Sometimes, you’ve got to take one on the chin in a PR crisis. And I admire the way British Airways has done just that while angry customers fly off the handle about being sold mispriced tickets.

More than 2000 tickets were sold for the laughably low price of £1 plus taxes. Passengers had snapped up return flights to the Middle East, which normally cost £1000-plus, for less than £200.

Passengers complained they had booked non-refundable accommodation at the other end on the strength of buying these cheap tickets and claim they will be left thousands of pounds out of pocket.

Now, BA could have gone down the good-guy route and honoured those tickets – a time-honoured crisis management strategy. Instead, they cancelled them to avoid setting a dangerous, and expensive, precedent.

Passengers threw their hands in the air, screaming about how they’d only been offered a £100 voucher as compensation but still had big hotel bills to pay.

Spot-on crisis management response

It’s bad publicity for BA, but I’d argue that sometimes you have to take it for the good of your business, and that a minor PR crisis like this is fleeting. It will be forgotten.
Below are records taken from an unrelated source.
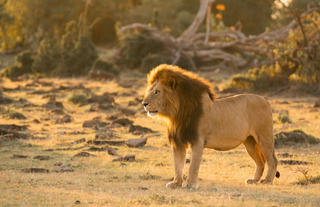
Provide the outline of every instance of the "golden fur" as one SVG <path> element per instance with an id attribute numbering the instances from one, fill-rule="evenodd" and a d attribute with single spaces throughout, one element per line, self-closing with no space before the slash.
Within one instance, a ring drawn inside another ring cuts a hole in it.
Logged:
<path id="1" fill-rule="evenodd" d="M 182 185 L 188 145 L 192 149 L 188 187 L 197 187 L 204 147 L 230 150 L 244 144 L 256 163 L 255 176 L 247 183 L 260 180 L 265 163 L 268 173 L 261 182 L 272 183 L 279 176 L 271 107 L 265 98 L 246 94 L 216 99 L 206 80 L 177 66 L 160 65 L 148 74 L 143 104 L 149 115 L 158 115 L 167 123 L 175 162 L 175 177 L 167 187 Z"/>

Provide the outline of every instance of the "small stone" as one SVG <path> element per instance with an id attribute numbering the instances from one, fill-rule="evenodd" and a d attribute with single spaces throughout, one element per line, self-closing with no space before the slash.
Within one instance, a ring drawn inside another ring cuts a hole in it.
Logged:
<path id="1" fill-rule="evenodd" d="M 60 161 L 57 161 L 57 162 L 54 163 L 54 166 L 62 166 L 62 165 L 63 165 L 63 163 L 60 162 Z"/>
<path id="2" fill-rule="evenodd" d="M 12 159 L 25 159 L 25 158 L 28 158 L 27 155 L 17 155 L 17 154 L 14 154 L 12 155 L 11 157 Z"/>
<path id="3" fill-rule="evenodd" d="M 25 173 L 49 173 L 50 171 L 45 168 L 26 168 L 26 169 L 23 169 L 22 172 L 25 172 Z"/>
<path id="4" fill-rule="evenodd" d="M 141 134 L 145 134 L 145 133 L 151 133 L 153 131 L 151 129 L 143 127 L 143 126 L 132 125 L 129 128 L 129 132 L 131 132 L 134 135 L 141 135 Z"/>
<path id="5" fill-rule="evenodd" d="M 315 107 L 315 108 L 320 107 L 320 99 L 318 99 L 318 100 L 314 103 L 313 107 Z"/>
<path id="6" fill-rule="evenodd" d="M 136 156 L 135 155 L 125 155 L 125 156 L 121 156 L 121 157 L 113 159 L 112 162 L 117 162 L 117 161 L 133 162 L 135 160 L 136 160 Z"/>
<path id="7" fill-rule="evenodd" d="M 147 138 L 129 139 L 126 141 L 128 147 L 142 147 L 147 143 Z"/>
<path id="8" fill-rule="evenodd" d="M 65 173 L 65 172 L 73 172 L 74 170 L 72 169 L 72 167 L 70 166 L 66 166 L 66 165 L 62 165 L 62 166 L 59 166 L 55 172 L 58 172 L 58 173 Z"/>
<path id="9" fill-rule="evenodd" d="M 107 126 L 106 122 L 101 121 L 100 119 L 92 119 L 83 122 L 82 127 L 83 128 L 99 128 L 99 127 L 105 127 Z"/>
<path id="10" fill-rule="evenodd" d="M 62 118 L 57 119 L 56 124 L 70 123 L 71 121 L 72 121 L 72 117 L 66 114 Z"/>
<path id="11" fill-rule="evenodd" d="M 73 142 L 70 143 L 70 145 L 76 145 L 76 144 L 80 144 L 80 143 L 83 143 L 83 142 L 86 142 L 85 138 L 81 138 L 81 139 L 78 139 L 76 141 L 73 141 Z"/>
<path id="12" fill-rule="evenodd" d="M 108 148 L 108 154 L 113 156 L 119 156 L 118 152 L 114 148 Z"/>
<path id="13" fill-rule="evenodd" d="M 90 154 L 89 152 L 79 152 L 78 154 L 74 155 L 73 157 L 96 157 L 93 154 Z"/>
<path id="14" fill-rule="evenodd" d="M 38 119 L 34 119 L 32 122 L 35 123 L 35 124 L 39 124 L 40 123 L 40 121 Z"/>
<path id="15" fill-rule="evenodd" d="M 121 118 L 114 120 L 112 124 L 120 124 L 121 126 L 131 126 L 133 124 L 133 121 L 127 118 Z"/>
<path id="16" fill-rule="evenodd" d="M 38 155 L 38 156 L 33 157 L 33 159 L 35 159 L 35 160 L 50 160 L 51 157 L 46 156 L 46 155 Z"/>
<path id="17" fill-rule="evenodd" d="M 76 200 L 75 202 L 74 202 L 74 204 L 76 204 L 76 205 L 79 205 L 81 202 L 79 201 L 79 200 Z"/>

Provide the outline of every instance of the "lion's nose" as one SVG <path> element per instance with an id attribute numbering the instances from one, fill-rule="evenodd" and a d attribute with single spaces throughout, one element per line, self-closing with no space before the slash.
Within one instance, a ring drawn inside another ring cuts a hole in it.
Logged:
<path id="1" fill-rule="evenodd" d="M 148 103 L 148 102 L 145 102 L 145 101 L 142 101 L 142 105 L 143 105 L 144 107 L 147 107 L 147 106 L 149 105 L 149 103 Z"/>

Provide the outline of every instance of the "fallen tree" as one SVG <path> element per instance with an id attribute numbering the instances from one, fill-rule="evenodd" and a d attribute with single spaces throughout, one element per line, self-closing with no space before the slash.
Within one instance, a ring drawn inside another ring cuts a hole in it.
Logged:
<path id="1" fill-rule="evenodd" d="M 163 34 L 157 28 L 134 23 L 118 30 L 118 36 L 133 32 L 142 32 L 150 39 L 162 43 L 166 55 L 170 57 L 170 64 L 176 64 L 183 57 L 189 62 L 190 69 L 210 70 L 217 67 L 254 67 L 259 64 L 257 57 L 265 57 L 272 61 L 273 48 L 277 42 L 287 38 L 289 32 L 302 27 L 302 19 L 320 7 L 309 9 L 292 20 L 287 26 L 274 31 L 264 32 L 255 36 L 246 36 L 241 31 L 227 30 L 222 32 L 210 31 L 211 4 L 215 0 L 200 0 L 200 7 L 194 21 L 179 36 L 173 37 Z M 206 32 L 198 32 L 199 27 L 207 16 Z M 251 61 L 250 61 L 251 60 Z"/>

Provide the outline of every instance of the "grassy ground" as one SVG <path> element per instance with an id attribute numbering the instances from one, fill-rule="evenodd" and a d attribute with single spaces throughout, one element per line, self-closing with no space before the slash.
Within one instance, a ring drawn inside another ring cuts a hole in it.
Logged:
<path id="1" fill-rule="evenodd" d="M 214 73 L 203 75 L 219 86 L 222 84 Z M 308 171 L 309 177 L 320 175 L 319 144 L 278 148 L 279 160 L 293 159 L 311 164 L 279 165 L 281 177 L 275 179 L 274 185 L 245 184 L 245 179 L 253 176 L 254 162 L 240 146 L 228 152 L 205 150 L 197 191 L 166 189 L 165 184 L 173 177 L 171 149 L 165 138 L 165 128 L 158 120 L 148 118 L 139 104 L 145 88 L 144 76 L 127 73 L 116 81 L 41 79 L 11 82 L 5 79 L 0 84 L 5 88 L 4 95 L 15 100 L 0 105 L 0 124 L 28 125 L 27 133 L 34 137 L 8 140 L 0 136 L 0 206 L 320 206 L 320 184 L 295 184 L 305 179 L 302 171 Z M 80 84 L 86 89 L 77 87 Z M 60 86 L 67 89 L 59 89 Z M 80 106 L 68 101 L 74 94 L 89 97 L 92 93 L 101 95 L 104 92 L 113 94 L 116 103 L 113 108 L 91 110 L 95 103 Z M 56 123 L 62 115 L 42 107 L 52 95 L 63 103 L 63 112 L 72 117 L 70 123 Z M 29 105 L 19 98 L 26 99 Z M 315 97 L 270 97 L 275 133 L 302 129 L 320 137 L 320 114 L 313 108 L 315 100 Z M 130 106 L 129 102 L 132 102 Z M 136 113 L 124 115 L 124 110 Z M 277 119 L 283 110 L 288 110 L 292 123 L 281 123 Z M 12 119 L 8 116 L 10 111 L 20 112 L 26 119 Z M 110 115 L 128 118 L 154 132 L 134 135 L 128 132 L 128 127 L 111 124 L 107 119 Z M 98 116 L 107 123 L 106 127 L 82 127 L 84 121 Z M 111 146 L 120 155 L 134 154 L 136 158 L 133 162 L 112 162 L 115 156 L 106 150 L 90 151 L 93 145 L 87 143 L 101 130 L 102 134 L 103 130 L 112 131 L 110 140 L 148 137 L 148 142 L 140 148 Z M 86 142 L 71 144 L 81 138 Z M 74 157 L 83 151 L 95 156 Z M 19 155 L 26 157 L 18 158 Z M 35 157 L 39 155 L 49 159 L 38 160 Z M 60 172 L 61 165 L 73 172 Z M 188 167 L 189 164 L 185 174 Z M 43 168 L 49 172 L 24 171 L 30 168 Z"/>

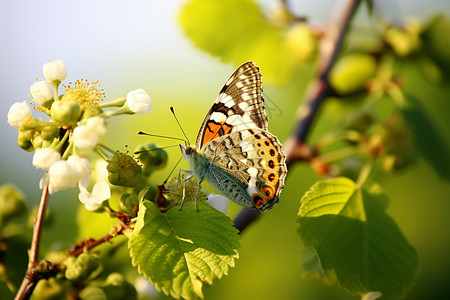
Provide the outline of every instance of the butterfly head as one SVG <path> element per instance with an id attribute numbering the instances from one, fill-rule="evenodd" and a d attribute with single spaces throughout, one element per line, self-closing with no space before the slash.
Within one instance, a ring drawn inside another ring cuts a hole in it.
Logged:
<path id="1" fill-rule="evenodd" d="M 184 146 L 180 144 L 180 150 L 181 150 L 181 154 L 183 154 L 184 158 L 189 158 L 192 156 L 192 153 L 194 153 L 194 148 L 187 144 Z"/>

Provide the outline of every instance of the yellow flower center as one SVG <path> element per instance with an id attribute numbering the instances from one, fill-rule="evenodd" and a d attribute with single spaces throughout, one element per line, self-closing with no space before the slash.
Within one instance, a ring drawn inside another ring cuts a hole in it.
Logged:
<path id="1" fill-rule="evenodd" d="M 82 110 L 98 107 L 98 103 L 105 97 L 105 91 L 100 89 L 98 80 L 88 82 L 86 79 L 72 82 L 69 85 L 62 85 L 66 91 L 65 97 L 78 102 Z"/>

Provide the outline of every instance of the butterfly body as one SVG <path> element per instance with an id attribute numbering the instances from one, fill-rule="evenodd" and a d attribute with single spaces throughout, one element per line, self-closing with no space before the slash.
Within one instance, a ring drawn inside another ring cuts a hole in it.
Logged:
<path id="1" fill-rule="evenodd" d="M 195 147 L 181 147 L 199 183 L 207 180 L 234 202 L 264 211 L 278 203 L 286 156 L 268 131 L 259 68 L 231 75 L 200 128 Z"/>

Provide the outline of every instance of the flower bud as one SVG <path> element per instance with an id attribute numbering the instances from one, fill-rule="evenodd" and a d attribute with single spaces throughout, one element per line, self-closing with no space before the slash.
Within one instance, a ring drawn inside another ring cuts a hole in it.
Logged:
<path id="1" fill-rule="evenodd" d="M 40 148 L 33 155 L 33 166 L 48 171 L 59 160 L 61 160 L 61 154 L 55 149 Z"/>
<path id="2" fill-rule="evenodd" d="M 65 299 L 65 294 L 61 281 L 54 277 L 39 280 L 33 291 L 33 295 L 36 295 L 40 300 Z"/>
<path id="3" fill-rule="evenodd" d="M 23 119 L 21 129 L 30 130 L 30 129 L 38 129 L 38 127 L 39 127 L 39 120 L 30 115 L 26 116 Z"/>
<path id="4" fill-rule="evenodd" d="M 142 168 L 129 155 L 116 152 L 106 168 L 111 184 L 133 187 L 142 183 Z"/>
<path id="5" fill-rule="evenodd" d="M 50 194 L 69 187 L 75 187 L 80 179 L 76 176 L 77 174 L 72 170 L 72 166 L 67 160 L 59 160 L 52 164 L 47 175 L 49 177 Z"/>
<path id="6" fill-rule="evenodd" d="M 102 289 L 107 299 L 137 299 L 136 289 L 120 273 L 109 274 L 102 284 Z"/>
<path id="7" fill-rule="evenodd" d="M 30 93 L 34 101 L 41 105 L 53 98 L 53 88 L 46 81 L 33 83 L 30 87 Z"/>
<path id="8" fill-rule="evenodd" d="M 15 186 L 0 186 L 0 219 L 2 222 L 18 217 L 26 212 L 25 196 Z"/>
<path id="9" fill-rule="evenodd" d="M 91 299 L 109 299 L 106 296 L 105 291 L 97 286 L 87 286 L 79 294 L 81 300 L 91 300 Z"/>
<path id="10" fill-rule="evenodd" d="M 100 266 L 100 259 L 90 253 L 81 253 L 66 261 L 65 276 L 70 281 L 81 281 L 89 277 Z"/>
<path id="11" fill-rule="evenodd" d="M 73 101 L 55 101 L 50 114 L 55 121 L 62 124 L 74 124 L 81 116 L 81 107 Z"/>
<path id="12" fill-rule="evenodd" d="M 31 139 L 31 144 L 33 145 L 34 149 L 42 148 L 42 145 L 44 143 L 44 140 L 41 137 L 41 134 L 37 131 L 34 132 L 33 138 Z"/>
<path id="13" fill-rule="evenodd" d="M 129 214 L 132 217 L 136 216 L 137 207 L 139 206 L 138 195 L 136 194 L 123 194 L 120 197 L 119 208 L 121 211 Z"/>
<path id="14" fill-rule="evenodd" d="M 105 120 L 102 117 L 92 117 L 85 125 L 77 126 L 73 130 L 72 141 L 78 152 L 87 156 L 105 133 Z"/>
<path id="15" fill-rule="evenodd" d="M 167 152 L 158 149 L 156 144 L 145 144 L 136 147 L 136 158 L 143 165 L 144 176 L 149 176 L 153 171 L 162 169 L 167 165 Z"/>
<path id="16" fill-rule="evenodd" d="M 126 105 L 137 114 L 146 114 L 152 109 L 151 98 L 143 89 L 137 89 L 127 94 Z"/>
<path id="17" fill-rule="evenodd" d="M 61 59 L 44 64 L 43 71 L 45 79 L 50 82 L 54 80 L 63 81 L 67 76 L 66 67 Z"/>
<path id="18" fill-rule="evenodd" d="M 78 155 L 72 155 L 67 160 L 67 163 L 70 165 L 72 169 L 72 173 L 77 178 L 77 181 L 83 181 L 83 183 L 87 182 L 85 186 L 89 184 L 89 180 L 92 173 L 92 164 L 91 162 Z"/>
<path id="19" fill-rule="evenodd" d="M 34 130 L 19 130 L 17 135 L 17 144 L 25 151 L 31 152 L 34 150 L 31 139 L 34 136 Z"/>
<path id="20" fill-rule="evenodd" d="M 377 62 L 368 54 L 351 54 L 342 57 L 331 69 L 328 80 L 341 95 L 362 90 L 366 82 L 375 76 Z"/>
<path id="21" fill-rule="evenodd" d="M 420 25 L 410 20 L 405 28 L 389 27 L 384 33 L 384 40 L 398 56 L 407 56 L 420 46 Z"/>
<path id="22" fill-rule="evenodd" d="M 8 111 L 8 123 L 12 127 L 20 129 L 22 127 L 23 120 L 31 116 L 31 109 L 26 101 L 16 102 L 11 105 Z"/>

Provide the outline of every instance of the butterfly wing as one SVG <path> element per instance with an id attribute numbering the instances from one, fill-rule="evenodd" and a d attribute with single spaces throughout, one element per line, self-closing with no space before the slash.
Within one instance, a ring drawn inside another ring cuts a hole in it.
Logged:
<path id="1" fill-rule="evenodd" d="M 262 76 L 254 62 L 242 64 L 230 76 L 207 113 L 197 136 L 196 148 L 242 129 L 267 130 Z"/>
<path id="2" fill-rule="evenodd" d="M 206 115 L 197 137 L 199 154 L 226 174 L 206 174 L 225 195 L 227 177 L 245 187 L 232 200 L 261 211 L 278 202 L 287 173 L 286 155 L 278 139 L 268 132 L 262 76 L 253 62 L 241 65 L 228 79 Z M 211 171 L 212 172 L 212 171 Z M 218 177 L 224 177 L 221 184 Z"/>
<path id="3" fill-rule="evenodd" d="M 287 174 L 286 155 L 270 132 L 234 131 L 208 142 L 201 154 L 247 186 L 247 206 L 264 211 L 278 203 Z"/>

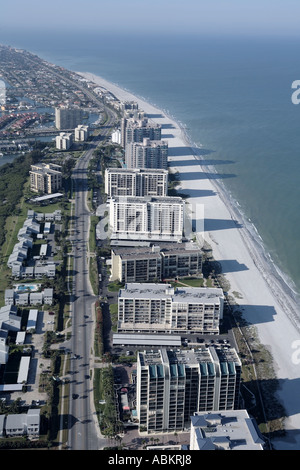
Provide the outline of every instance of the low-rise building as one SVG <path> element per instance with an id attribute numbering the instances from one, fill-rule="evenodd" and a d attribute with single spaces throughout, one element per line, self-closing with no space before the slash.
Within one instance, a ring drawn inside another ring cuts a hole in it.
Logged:
<path id="1" fill-rule="evenodd" d="M 9 414 L 2 420 L 2 426 L 4 427 L 2 436 L 37 437 L 40 433 L 40 409 L 30 408 L 27 413 Z"/>
<path id="2" fill-rule="evenodd" d="M 247 410 L 197 412 L 189 450 L 263 450 L 265 441 Z"/>
<path id="3" fill-rule="evenodd" d="M 0 366 L 7 363 L 9 346 L 7 344 L 8 331 L 1 329 L 0 320 Z"/>
<path id="4" fill-rule="evenodd" d="M 42 305 L 53 303 L 53 289 L 44 289 L 41 292 L 19 293 L 14 289 L 6 289 L 4 293 L 5 305 Z"/>
<path id="5" fill-rule="evenodd" d="M 18 316 L 18 308 L 9 304 L 0 308 L 0 328 L 6 331 L 19 331 L 21 329 L 21 317 Z"/>

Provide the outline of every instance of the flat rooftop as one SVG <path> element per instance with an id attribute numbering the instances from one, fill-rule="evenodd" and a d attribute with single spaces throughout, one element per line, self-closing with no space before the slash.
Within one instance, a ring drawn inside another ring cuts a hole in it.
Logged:
<path id="1" fill-rule="evenodd" d="M 130 246 L 130 247 L 113 247 L 112 251 L 116 256 L 120 256 L 122 259 L 145 258 L 153 257 L 157 258 L 162 254 L 195 254 L 200 251 L 198 245 L 193 243 L 165 243 L 157 244 L 152 246 Z"/>
<path id="2" fill-rule="evenodd" d="M 203 302 L 216 303 L 224 297 L 219 287 L 179 287 L 174 289 L 171 284 L 159 283 L 127 283 L 120 289 L 119 297 L 139 299 L 170 298 L 172 302 Z"/>
<path id="3" fill-rule="evenodd" d="M 181 346 L 179 335 L 114 334 L 113 344 L 143 346 Z"/>

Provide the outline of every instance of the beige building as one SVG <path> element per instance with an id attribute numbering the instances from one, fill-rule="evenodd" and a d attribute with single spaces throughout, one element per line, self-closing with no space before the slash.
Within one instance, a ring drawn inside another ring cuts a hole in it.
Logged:
<path id="1" fill-rule="evenodd" d="M 82 110 L 79 108 L 55 108 L 55 127 L 58 130 L 75 129 L 81 124 Z"/>
<path id="2" fill-rule="evenodd" d="M 30 189 L 36 193 L 53 194 L 62 187 L 61 166 L 54 163 L 31 165 Z"/>
<path id="3" fill-rule="evenodd" d="M 111 269 L 111 280 L 122 283 L 199 276 L 202 254 L 194 243 L 113 247 Z"/>

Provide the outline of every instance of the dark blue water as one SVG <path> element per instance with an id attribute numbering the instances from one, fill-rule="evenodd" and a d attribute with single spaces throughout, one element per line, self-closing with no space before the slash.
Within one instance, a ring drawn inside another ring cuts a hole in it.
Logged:
<path id="1" fill-rule="evenodd" d="M 183 123 L 300 292 L 299 40 L 0 32 L 0 43 L 100 75 Z"/>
I’ve got to say, BA’s crisis management response has been spot-on. The airline was in the situation where it either let everyone fly and lost money, or staff had to work out whose sob stories were worst and let them travel on those cheap tickets.

It’s like that old aphorism: “You can please some of the people all of the time, and you can please all of the people some of the time, but you can’t please all of the people all of the time.”

As BA has been saying, it’s a clear human error and people should have seen that it was a mistake. Anyone taking a chance on those cheap tickets should have known there was a chance they would be cancelled.

Consumer protection law covers this kind of situation and BA is perfectly right to use that to protect its business. As the airline’s statement said: “Errors like this are exceptionally rare, and if they do occur, under contract law, there is no binding contract between the parties. We have apologised to customers and offered a gesture of goodwill.”

Reputational damage

The people who bought those tickets should have known that they were obviously too cheap and had been wrongly priced as a result of human error.

It’s like those ATMs that mistakenly pay-out double because someone accidentally filled the £10 note tray with £20 notes. You really wouldn’t expect the bank to write off its losses when it can see exactly who has withdrawn what amount and when. It’s not quite stealing but it’s picking up something that you know you’re not entitled to.

BA has taken some hits during this PR crisis – there’s a bit of reputational damage and the financial cost of giving everyone whose tickets were cancelled a £100 voucher so they will still get a bargain, just not the bargain they were expecting.

I fly BA every week and, though it’s not the airline it once was, it’s still better than most. They’ve handled this minor crisis management situation in exactly the same way the likes of Ryanair would have – in fact, you’d be lucky to get a £10 voucher off of Michael O’Leary – and the budget brands wouldn’t face the same kind of criticism.

Being transparent about how you’re rectifying a difficult situation might bring a little bad publicity in the short-term but for the long-term strategy, with an eye on any future similar problems, it’s the right thing to do.